Relembre alguns gestos que marcaram o pontificado do Papa Francisco
21/04/25
By:
Redação
Não só com palavras e documentos, ele apontou para uma Igreja em saída e misericordiosa

Em seu pontificado, o Papa Francisco realizou gestos que traduzem e reforçam suas mensagens para a Igreja e a humanidade inteira. Não só com palavras e documentos, ele apontou para uma Igreja em saída, misericordiosa, que cuida da criação, vive o amor na família e promove a fraternidade humana.
Relembre alguns dos inúmeros gestos que marcaram o pontificado do Papa Francisco e ficaram registrados nas memórias, corações e na história da Igreja.
– O Papa que pede orações ao povo de Deus
Logo após ser apresentado ao mundo, na sacada central da Basílica São Pedro, o Papa Francisco surpreendeu os milhares de fiéis que lotavam a praça ao saudá-los com um simples “Boa noite” e, em seguida, inclinar-se pedindo orações por sua missão à frente da Igreja Católica.

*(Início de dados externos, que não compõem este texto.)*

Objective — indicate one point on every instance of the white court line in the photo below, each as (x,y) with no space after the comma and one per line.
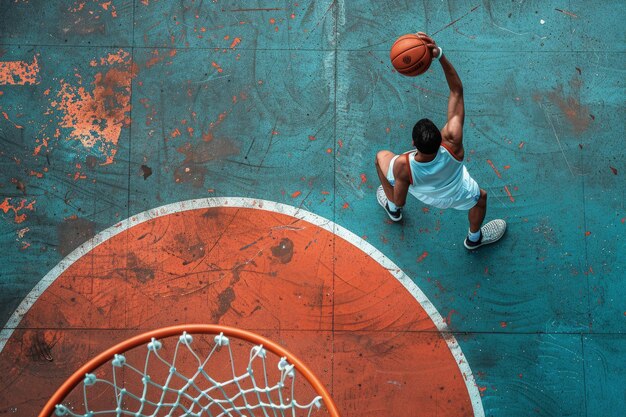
(249,203)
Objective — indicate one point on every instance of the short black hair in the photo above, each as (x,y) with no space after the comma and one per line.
(426,136)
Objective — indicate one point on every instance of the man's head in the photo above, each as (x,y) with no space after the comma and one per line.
(426,137)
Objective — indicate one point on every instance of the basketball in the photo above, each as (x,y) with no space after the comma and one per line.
(410,56)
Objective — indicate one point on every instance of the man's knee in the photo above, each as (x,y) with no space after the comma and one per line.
(483,197)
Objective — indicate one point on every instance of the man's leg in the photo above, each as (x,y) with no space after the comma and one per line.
(480,234)
(384,194)
(477,213)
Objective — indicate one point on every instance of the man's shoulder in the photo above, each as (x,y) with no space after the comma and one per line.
(402,168)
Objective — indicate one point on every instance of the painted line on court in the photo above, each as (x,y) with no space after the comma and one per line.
(249,203)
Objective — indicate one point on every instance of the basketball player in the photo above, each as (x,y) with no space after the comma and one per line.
(434,173)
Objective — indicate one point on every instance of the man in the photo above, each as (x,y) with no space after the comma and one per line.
(435,173)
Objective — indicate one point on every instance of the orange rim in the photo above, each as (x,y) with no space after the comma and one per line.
(165,332)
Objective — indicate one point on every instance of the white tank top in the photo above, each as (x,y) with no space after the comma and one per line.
(436,180)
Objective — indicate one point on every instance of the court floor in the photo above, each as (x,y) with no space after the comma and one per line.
(166,163)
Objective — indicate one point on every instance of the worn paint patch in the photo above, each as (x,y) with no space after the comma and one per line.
(97,117)
(19,72)
(17,208)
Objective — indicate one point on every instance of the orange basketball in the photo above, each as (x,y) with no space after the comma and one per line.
(410,56)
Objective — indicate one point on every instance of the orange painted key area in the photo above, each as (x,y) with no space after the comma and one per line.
(349,319)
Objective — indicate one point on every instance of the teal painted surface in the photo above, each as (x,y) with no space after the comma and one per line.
(295,112)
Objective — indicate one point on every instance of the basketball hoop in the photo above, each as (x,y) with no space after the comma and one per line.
(203,385)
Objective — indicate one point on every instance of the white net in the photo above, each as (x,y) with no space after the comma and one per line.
(184,382)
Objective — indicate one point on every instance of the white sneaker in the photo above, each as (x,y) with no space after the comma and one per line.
(490,232)
(396,216)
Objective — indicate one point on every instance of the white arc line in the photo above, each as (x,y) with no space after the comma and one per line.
(249,203)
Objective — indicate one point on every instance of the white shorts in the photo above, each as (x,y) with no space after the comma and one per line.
(466,198)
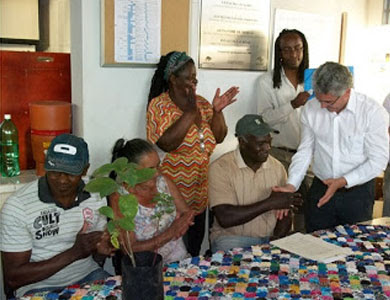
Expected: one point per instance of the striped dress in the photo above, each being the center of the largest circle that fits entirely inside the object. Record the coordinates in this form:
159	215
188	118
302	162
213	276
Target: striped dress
186	166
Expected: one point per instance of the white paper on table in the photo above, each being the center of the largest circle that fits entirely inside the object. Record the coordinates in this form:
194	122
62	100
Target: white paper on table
312	247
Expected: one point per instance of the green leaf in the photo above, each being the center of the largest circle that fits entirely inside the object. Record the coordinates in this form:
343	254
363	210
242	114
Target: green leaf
111	227
127	223
107	211
128	205
145	174
103	185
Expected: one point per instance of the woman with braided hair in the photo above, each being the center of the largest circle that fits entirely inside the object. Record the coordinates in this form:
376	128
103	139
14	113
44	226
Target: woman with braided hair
187	127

– O Papa que chora com os migrantes
Em 8 de julho de 2013, Francisco fez a primeira viagem de seu pontificado: à ilha de Lampedusa, no extremo sul da Itália. No local, o pontífice quis manifestar sua proximidade aos migrantes que tinham conseguido atravessar o Mediterrâneo e chorar por aqueles que morreram na travessia. O gesto deu início às diversas iniciativas em vista de acolher, proteger, promover e integrar os migrantes.
– O Papa junto do povo
Em julho de 2013, o Papa Francisco fez sua primeira viagem apostólica, durante a Jornada Mundial da Juventude, no Brasil. Na ocasião, vários momentos marcaram a memória daquele primeiro contato do pontífice em outro país junto com o povo de Deus. Um exemplo foi o abraço no menino Nathan de Brito, à época com 9 anos, que conseguiu furar o bloqueio e partilhar com o Papa seu desejo de ser padre.

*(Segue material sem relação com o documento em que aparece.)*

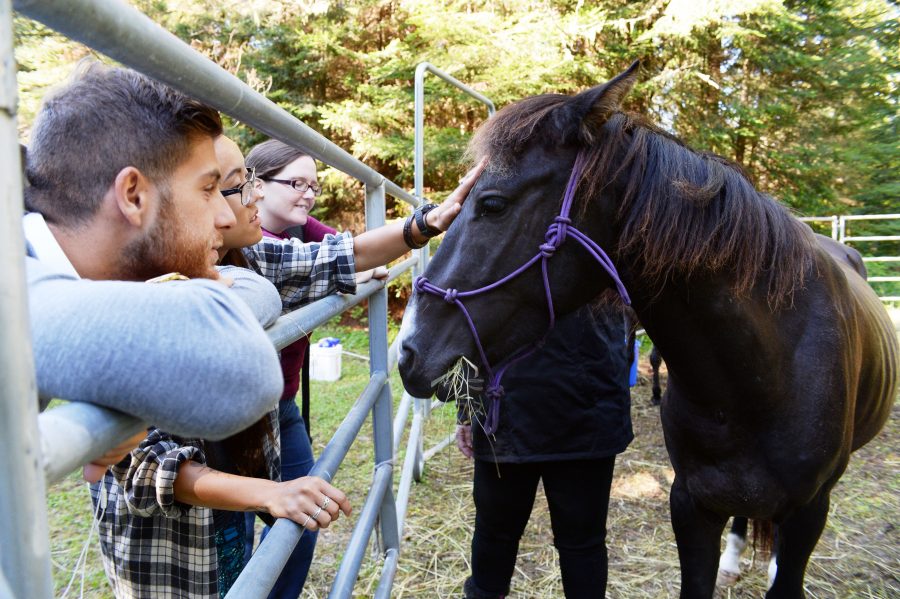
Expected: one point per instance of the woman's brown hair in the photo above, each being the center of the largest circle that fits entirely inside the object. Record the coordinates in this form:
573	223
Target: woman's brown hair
271	156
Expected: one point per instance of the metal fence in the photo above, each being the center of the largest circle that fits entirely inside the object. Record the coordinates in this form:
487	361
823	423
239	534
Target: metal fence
839	227
37	450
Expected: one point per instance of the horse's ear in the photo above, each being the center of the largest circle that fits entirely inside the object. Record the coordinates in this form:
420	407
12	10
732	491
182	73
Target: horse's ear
594	106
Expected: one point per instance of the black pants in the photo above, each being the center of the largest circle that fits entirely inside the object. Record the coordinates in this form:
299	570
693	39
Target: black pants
578	495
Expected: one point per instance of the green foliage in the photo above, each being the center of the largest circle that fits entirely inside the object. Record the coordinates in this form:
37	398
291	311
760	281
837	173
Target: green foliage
802	94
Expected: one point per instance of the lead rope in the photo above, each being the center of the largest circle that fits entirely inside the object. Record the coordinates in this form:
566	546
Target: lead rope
556	235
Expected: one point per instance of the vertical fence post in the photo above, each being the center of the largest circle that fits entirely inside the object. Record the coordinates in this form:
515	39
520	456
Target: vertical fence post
382	417
24	549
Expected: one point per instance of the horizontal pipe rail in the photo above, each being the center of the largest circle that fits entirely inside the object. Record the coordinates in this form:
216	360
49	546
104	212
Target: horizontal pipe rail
872	238
365	524
77	433
124	33
263	569
868	216
301	321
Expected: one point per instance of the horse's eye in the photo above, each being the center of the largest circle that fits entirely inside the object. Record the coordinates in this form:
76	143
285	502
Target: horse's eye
492	205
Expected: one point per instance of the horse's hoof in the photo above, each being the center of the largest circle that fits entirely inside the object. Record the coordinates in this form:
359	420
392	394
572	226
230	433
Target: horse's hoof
727	579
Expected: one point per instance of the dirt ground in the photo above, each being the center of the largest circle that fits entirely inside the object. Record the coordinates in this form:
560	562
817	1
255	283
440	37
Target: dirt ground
857	556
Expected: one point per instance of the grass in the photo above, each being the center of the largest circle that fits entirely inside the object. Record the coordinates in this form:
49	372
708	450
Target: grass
858	555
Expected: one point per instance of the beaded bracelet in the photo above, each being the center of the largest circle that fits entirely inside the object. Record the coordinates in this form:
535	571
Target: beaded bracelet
407	235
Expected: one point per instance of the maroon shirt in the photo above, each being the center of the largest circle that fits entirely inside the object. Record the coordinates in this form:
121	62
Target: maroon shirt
292	355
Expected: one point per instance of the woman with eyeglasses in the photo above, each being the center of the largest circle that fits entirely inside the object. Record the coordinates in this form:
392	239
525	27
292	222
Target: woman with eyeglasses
271	197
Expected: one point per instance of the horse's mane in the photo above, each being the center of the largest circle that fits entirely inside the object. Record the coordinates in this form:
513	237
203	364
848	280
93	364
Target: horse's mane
681	212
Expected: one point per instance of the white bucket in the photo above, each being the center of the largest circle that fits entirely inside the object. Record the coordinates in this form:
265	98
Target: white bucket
325	362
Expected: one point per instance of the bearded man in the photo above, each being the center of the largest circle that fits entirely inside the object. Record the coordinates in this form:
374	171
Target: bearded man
123	187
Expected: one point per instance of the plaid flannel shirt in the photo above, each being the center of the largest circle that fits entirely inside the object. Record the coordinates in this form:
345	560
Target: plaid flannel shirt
153	546
305	272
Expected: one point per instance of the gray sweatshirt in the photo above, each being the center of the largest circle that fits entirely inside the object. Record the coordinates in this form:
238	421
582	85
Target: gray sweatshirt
187	356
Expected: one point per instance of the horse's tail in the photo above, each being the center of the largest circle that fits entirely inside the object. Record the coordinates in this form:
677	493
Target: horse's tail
763	538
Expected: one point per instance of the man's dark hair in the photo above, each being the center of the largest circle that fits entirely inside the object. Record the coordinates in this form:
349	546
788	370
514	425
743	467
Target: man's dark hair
103	120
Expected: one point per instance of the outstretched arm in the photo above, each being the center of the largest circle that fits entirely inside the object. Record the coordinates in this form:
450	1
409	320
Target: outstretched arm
298	499
379	246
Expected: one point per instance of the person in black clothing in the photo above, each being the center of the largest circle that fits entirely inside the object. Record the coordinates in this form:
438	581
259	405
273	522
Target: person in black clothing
565	415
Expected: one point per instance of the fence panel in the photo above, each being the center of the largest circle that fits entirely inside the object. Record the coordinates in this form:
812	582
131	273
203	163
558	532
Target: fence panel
25	554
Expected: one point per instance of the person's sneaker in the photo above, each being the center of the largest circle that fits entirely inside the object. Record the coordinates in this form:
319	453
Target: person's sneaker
471	591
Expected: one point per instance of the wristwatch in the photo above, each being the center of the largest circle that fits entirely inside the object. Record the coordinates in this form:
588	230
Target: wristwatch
419	214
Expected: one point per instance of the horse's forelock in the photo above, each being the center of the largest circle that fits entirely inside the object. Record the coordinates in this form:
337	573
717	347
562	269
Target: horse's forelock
512	130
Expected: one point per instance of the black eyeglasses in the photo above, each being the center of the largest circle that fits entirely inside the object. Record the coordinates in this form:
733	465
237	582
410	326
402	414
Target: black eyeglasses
246	188
297	185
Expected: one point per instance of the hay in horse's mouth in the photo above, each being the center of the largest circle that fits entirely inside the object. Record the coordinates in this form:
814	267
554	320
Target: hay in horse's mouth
455	379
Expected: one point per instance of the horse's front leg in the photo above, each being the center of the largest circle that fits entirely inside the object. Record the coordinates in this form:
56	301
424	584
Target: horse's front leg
796	539
697	534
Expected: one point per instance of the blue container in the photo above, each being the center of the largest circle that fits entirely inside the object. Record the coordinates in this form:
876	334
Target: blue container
632	377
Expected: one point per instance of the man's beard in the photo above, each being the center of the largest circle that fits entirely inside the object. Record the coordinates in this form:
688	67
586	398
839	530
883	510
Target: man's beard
169	246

– O Papa que visita as periferias de Roma
Em várias ocasiões durante seu pontificado, o Papa Francisco saiu do Vaticano para fazer visitas surpresas na periferia de Roma. Famílias, instituições que atuam com jovens ou com pessoas que enfrentam problemas mentais foram visitadas pelo pontífice e receberam palavras de apoio e incentivo. Essa presença também ocorreu nas paróquias da periferia da diocese de Roma, escolhidas por Francisco para encontros com o clero.

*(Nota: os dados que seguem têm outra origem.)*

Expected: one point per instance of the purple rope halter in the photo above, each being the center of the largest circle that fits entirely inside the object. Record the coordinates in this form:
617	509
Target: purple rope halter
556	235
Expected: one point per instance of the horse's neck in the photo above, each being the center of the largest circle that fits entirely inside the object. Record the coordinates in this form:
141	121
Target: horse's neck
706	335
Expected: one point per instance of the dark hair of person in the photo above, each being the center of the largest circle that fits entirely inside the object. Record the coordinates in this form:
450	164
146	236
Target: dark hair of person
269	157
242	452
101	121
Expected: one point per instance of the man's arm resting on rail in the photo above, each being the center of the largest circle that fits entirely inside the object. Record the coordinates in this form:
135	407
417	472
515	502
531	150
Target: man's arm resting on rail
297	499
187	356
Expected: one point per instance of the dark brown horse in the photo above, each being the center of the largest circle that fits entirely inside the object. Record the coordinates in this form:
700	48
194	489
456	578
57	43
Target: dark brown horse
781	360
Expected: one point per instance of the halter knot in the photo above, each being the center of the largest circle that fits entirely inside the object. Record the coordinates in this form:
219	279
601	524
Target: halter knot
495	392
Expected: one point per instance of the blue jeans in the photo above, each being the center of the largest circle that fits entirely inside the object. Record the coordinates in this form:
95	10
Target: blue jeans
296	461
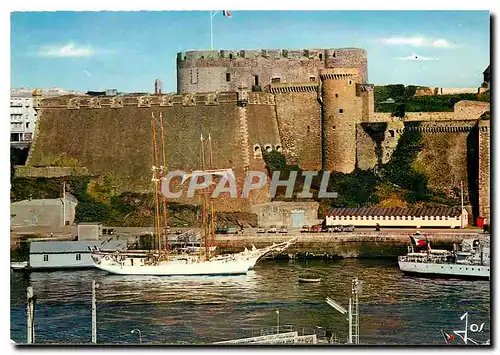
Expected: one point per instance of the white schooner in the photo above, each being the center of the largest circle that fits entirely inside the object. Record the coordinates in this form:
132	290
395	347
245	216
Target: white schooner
162	262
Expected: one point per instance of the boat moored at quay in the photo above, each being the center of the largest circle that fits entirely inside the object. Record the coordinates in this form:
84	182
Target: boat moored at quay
469	260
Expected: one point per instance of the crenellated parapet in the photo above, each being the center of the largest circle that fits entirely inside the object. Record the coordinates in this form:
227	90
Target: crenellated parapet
338	73
293	87
225	70
260	98
438	129
149	101
271	54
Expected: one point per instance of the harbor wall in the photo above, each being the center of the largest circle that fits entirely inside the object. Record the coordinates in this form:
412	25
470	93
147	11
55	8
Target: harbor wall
344	245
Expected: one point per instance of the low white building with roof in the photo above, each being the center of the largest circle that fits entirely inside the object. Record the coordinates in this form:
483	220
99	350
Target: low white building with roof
54	212
67	255
433	217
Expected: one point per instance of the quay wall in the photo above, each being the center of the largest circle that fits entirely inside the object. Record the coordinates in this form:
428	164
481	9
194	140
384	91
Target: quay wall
344	245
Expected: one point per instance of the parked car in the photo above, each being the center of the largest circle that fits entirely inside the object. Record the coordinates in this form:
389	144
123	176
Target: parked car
338	228
305	229
349	228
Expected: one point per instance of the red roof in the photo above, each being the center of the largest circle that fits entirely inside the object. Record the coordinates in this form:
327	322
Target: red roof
395	211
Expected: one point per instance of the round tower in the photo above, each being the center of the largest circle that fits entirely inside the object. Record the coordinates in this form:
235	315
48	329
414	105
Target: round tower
342	111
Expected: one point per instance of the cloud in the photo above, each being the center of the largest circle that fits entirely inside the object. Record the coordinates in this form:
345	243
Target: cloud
416	57
67	50
441	43
418	42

– O Papa que aponta para a globalização da esperança
No dia 28 de outubro de 2014, o Papa reuniu-se com os movimentos populares, que realizavam, em Roma, o seu primeiro encontro mundial. Em audiência, proferiu um discurso que poderia ser definido como “programático”, indicando os três Ts (terra, teto e trabalho) ponto fulcral da ação destes grupos que atuam em nome da dignidade humana, da justiça social, do desenvolvimento dos mais pobres e dos descartados. O pontífice voltou a encontrar os movimentos em Santa Cruz de la Sierra, na Bolívia (2015), e dirigiu-se a eles nos encontros seguintes.
Na Bolívia, Francisco afirmou: “a globalização da esperança, que nasce dos povos e cresce entre os pobres, deve substituir esta globalização da exclusão e da indiferença”.
– O Papa que mostra o rosto misericordioso de Deus
Em 2015, Francisco convocou o Jubileu Extraordinário da Misericórdia. Misericordie Vultus foi o título da Bula de Proclamação. O Ano Santo foi oportunidade para contemplar o mistério da misericórdia, “fonte de alegria, serenidade e paz”. Para essa ocasião, Francisco marcou o início adiantado do ano jubilar na África. A primeira Porta Santa foi aberta em Bangui, na República Centro-Africana, uma terra marcada pela guerra e sofrimentos.
– O Papa que recorda que estamos no mesmo barco
Numa Praça de São Pedro vazia e debaixo de chuva, o Papa atravessava rumo à porta da basílica. Uma das imagens mais emblemáticas de seu pontificado, num momento desafiador e de sofrimento para a humanidade inteira. Eram os primeiros meses da pandemia de Covid-19 e Francisco promovia um “momento extraordinário de oração” com a bênção Urbi et Orbi (Para a cidade e o mundo).